If you are about taking out Life Insurance in the New Year you will be keen to sign up to the right policy. But getting it right is no mean feat, especially when there are so many protection plans available and plenty of pitfalls to be aware of. Before you go looking for a policy, it’s worth ensuring you are well versed in the basics of life insurance. Here are a few of the top tips for getting the right life insurance policy.
Don’t assume you won’t need life insurance. It is a way of protecting those of us with major responsibilities should we lose our income through unemployment or serious illness. And even if you are covered for death in service through your employer, you should not rely solely on this benefit.
There are a variety of different life insurance policies available, and your own personal circumstances will dictate which is most suitable for you. It’s not just those who have no dependants who assume they do not need life insurance.
Don’t forget about or ignore your policy. Simply taking out a life insurance policy is just half the job, unfortunately. Once you have signed up, you’ll need to review the plan regularly to make sure it’s still relevant to your circumstances.
There are a raft of scenarios which can occur in your life which could make a difference to your premium and any potential claim you might make. Anything from remortgaging your house, to taking on other debts, or from starting or increasing the size of your family to quitting smoking will all effect your life insurance.
Do not protect just one earning family member. A mistake made by many people taking out life insurance to protect their families is to buy cover for the main breadwinner only. This is a common error made when one parent in a family is the sole breadwinner and the other stays at home to look after young children. However, the death of either member of a partnership would have serioud financial implication that you want to be protected from.
Be wary of Over-50 plans. These plans are available for people who have no life insurance or financial provision for family members when they die.
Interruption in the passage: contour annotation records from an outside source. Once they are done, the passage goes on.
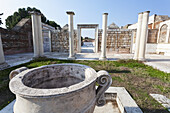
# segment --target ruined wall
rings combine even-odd
[[[157,43],[158,29],[148,29],[147,43]]]
[[[32,35],[23,30],[17,32],[0,28],[4,54],[16,54],[33,51]]]
[[[99,30],[99,51],[101,50],[102,30]],[[108,52],[130,53],[132,30],[108,29],[107,46]]]
[[[133,30],[133,43],[136,43],[137,30]],[[157,43],[158,29],[148,29],[147,43]]]
[[[69,32],[68,29],[53,31],[51,37],[52,52],[69,52]],[[77,51],[77,31],[74,31],[74,50]]]

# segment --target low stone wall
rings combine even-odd
[[[16,32],[0,28],[4,54],[16,54],[33,51],[32,37],[29,32]]]
[[[155,54],[157,50],[157,44],[152,44],[152,43],[147,43],[146,44],[146,53],[148,54]],[[133,48],[132,48],[132,53],[135,53],[135,44],[133,44]]]
[[[158,44],[156,53],[170,56],[170,44]]]
[[[102,30],[99,30],[99,51],[101,50]],[[132,30],[108,29],[107,46],[108,52],[130,53]]]
[[[69,32],[67,29],[52,31],[51,37],[52,52],[69,52]],[[74,31],[74,51],[77,51],[77,31]]]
Customers pay monthly premiums and provided they have contributed these for at least one or two years – depending on the provider – their family will receive a fixed sum upon the policyholder’s death.
On the plus side there are no medical requirements – the provider will not ask about your health, so they are a good option for those with serious conditions. On the other hand a certain amount of caution should be applied as research suggests these plans could leave pensioners short by thousands of pounds.
Consumer group Which? found, on average, a 60-year-old man paying £15 a month into a plan for 30 years would earn a lump sum of £2,980. Yet, by putting the same amount into a cash ISA with a rate of four per cent he could earn more than three times that amount, £10,313, over the same timescale.
Which? branded the plans as bad value. It said if customers stopped payments they would forfeit a payout or even the return of their premiums. And if inflation were to follow the same pattern over the next 25 years the real value of some plans by January 2037 could be less than in today’s money.
Finally, always seek financial advice. You will have a better chance of avoiding the mistakes by seeking advice from a professional. If you are going to get help, make sure it’s from an independent financial adviser as opposed to a ‘tied adviser’ who works for a company selling life insurance.